Pablo Francisco
Danei nació en 1694 en Ovada, un pequeño pueblo de la región piamontesa de
Alejandría, y fue el primero de los 16 hijos nacidos en el seno de una familia
de origen noble, pero con serias dificultades económicas. Desde muy joven
mostró un gran interés por la práctica de las virtudes cristianas y una fe muy
sólida, alimentada por la participación diaria en la misa, la frecuencia de los
sacramentos y la práctica continua de la oración, pero para ayudar a la familia
empezó a trabajar con su padre comerciante.
Su vocación, sin embargo, lo llevó a otra parte.

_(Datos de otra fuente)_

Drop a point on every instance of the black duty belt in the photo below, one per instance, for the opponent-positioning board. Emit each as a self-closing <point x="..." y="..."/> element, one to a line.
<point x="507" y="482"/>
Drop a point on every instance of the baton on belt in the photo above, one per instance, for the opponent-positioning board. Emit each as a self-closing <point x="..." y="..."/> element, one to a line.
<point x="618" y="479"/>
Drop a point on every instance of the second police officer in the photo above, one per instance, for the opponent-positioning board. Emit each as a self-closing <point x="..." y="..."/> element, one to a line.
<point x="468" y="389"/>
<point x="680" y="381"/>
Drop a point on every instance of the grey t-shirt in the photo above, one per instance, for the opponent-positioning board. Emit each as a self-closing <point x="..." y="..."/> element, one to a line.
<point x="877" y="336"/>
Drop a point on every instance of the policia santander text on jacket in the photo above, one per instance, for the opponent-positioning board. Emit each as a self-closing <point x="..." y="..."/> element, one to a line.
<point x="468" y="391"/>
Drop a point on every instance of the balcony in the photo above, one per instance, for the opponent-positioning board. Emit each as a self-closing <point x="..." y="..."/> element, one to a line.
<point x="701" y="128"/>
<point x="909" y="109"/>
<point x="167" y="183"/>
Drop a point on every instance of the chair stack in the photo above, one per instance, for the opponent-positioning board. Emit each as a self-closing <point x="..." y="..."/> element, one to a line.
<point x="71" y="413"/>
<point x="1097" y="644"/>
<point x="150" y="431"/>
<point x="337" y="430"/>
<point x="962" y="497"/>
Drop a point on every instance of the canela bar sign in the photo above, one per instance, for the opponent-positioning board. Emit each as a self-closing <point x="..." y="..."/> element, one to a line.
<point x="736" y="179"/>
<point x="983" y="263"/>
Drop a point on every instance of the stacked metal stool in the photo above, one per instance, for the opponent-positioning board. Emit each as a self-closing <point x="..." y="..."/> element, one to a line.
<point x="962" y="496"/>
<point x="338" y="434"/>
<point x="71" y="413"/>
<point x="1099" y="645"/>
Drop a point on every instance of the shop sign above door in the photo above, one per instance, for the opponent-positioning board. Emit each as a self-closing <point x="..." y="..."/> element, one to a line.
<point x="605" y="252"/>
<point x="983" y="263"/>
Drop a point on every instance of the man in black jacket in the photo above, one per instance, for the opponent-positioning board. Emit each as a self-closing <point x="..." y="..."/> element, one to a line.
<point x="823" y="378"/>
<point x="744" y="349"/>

La Cruz en el corazón y el alma
En 1713 Pablo Francisco, joven de 17 años,
tuvo una experiencia religiosa muy especial que lo llevó a la decisión de vivir
como un monje ermitaño, aunque no pertenecía a ninguna Orden. A la edad de 26 años el obispo le
permitió instalarse en una celda detrás de la iglesia de Castellazzo Bormida. Allí maduró la
idea de fundar una nueva Congregación, llamada “los Pobres de Jesús”.
Dentro
de la celda, durante más de un año, se dedicó a escribir la Regla que estaría
marcada por el amor a la Cruz de Jesús. Esta,
de hecho, será
la típica espiritualidad de los religiosos que Pablo guiará: en una época de fe
débil, para abrazar la elección más impopular, la que pasa por la oblación de
sí mismos y el costoso desapego de la propia comodidad. Comenzó a
llamarse a sí mismo “Hermano Pablo de la Cruz” y a ayudar a los pobres y enfermos en los que pudo
contemplar el rostro de Jesús crucificado.
La Pasión de Jesús, el amor de Dios por
el hombre
Finalmente, en 1727 Benedicto XIII autorizó a Pablo a
reunir a su alrededor algunos compañeros para ayudarlo. El primero sería
su hermano carnal, Juan Bautista: los dos fueron
ordenados sacerdotes en el mismo año. Así
nació el primer núcleo de la Orden de los Clérigos Descalzos de la Santa Cruz y la Pasión
de Nuestro Señor Jesucristo, más
tarde llamados Pasionistas. En la base se hallaba una pertenencia radical a la Cruz de
Jesús; pertenencia personal que contemplaba la pasión de Cristo no tanto como
si el sufrimiento fuera el requisito necesario para “pagar el infinito precio
de la redención del pecado”, como se
decía en aquel entonces, sino al contrario, pertenencia que honraba y agradecía
la pasión de Jesús como “la más alta expresión del amor de Dios por el hombre”. Los primeros religiosos fueron preparados para ser fervientes
predicadores: no lucharán contra los
turcos con armas, pero con la palabra de Dios y la acción educativa vencerán la
ignorancia, la irreligiosidad y el abandono de la práctica del Evangelio.
Llegar hasta “los más lejanos”
Pablo de la Cruz habló y escribió mucho: tal vez diez mil
cartas o más; su predicación durante el Jubileo de 1750 fue histórica. Su vida, sin embargo, transcurrió en su mayor parte en soledad, en el retiro
del Monte Argentario donde se trasladó y donde fundó el primer convento. Desde allí partió para las misiones dirigidas a
las zonas más pobres de la Maremma y a las islas más remotas del archipiélago
toscano, donde era muy difícil hacer llegar la Palabra de Dios. En 1771, gracias
a la colaboración de la Madre Crocefissa Costantini, fundó en Tarquinia la rama
femenina de la Congregación: las monjas
de clausura que se convertirían en las Hermanas Pasionistas de San Pablo de la
Cruz, una congregación de vida apostólica consagrada a la misión educativa,
especialmente de las mujeres víctimas de la violencia y la explotación. Pablo murió en
Roma en 1775; fue canonizado por Pío IX en 1867.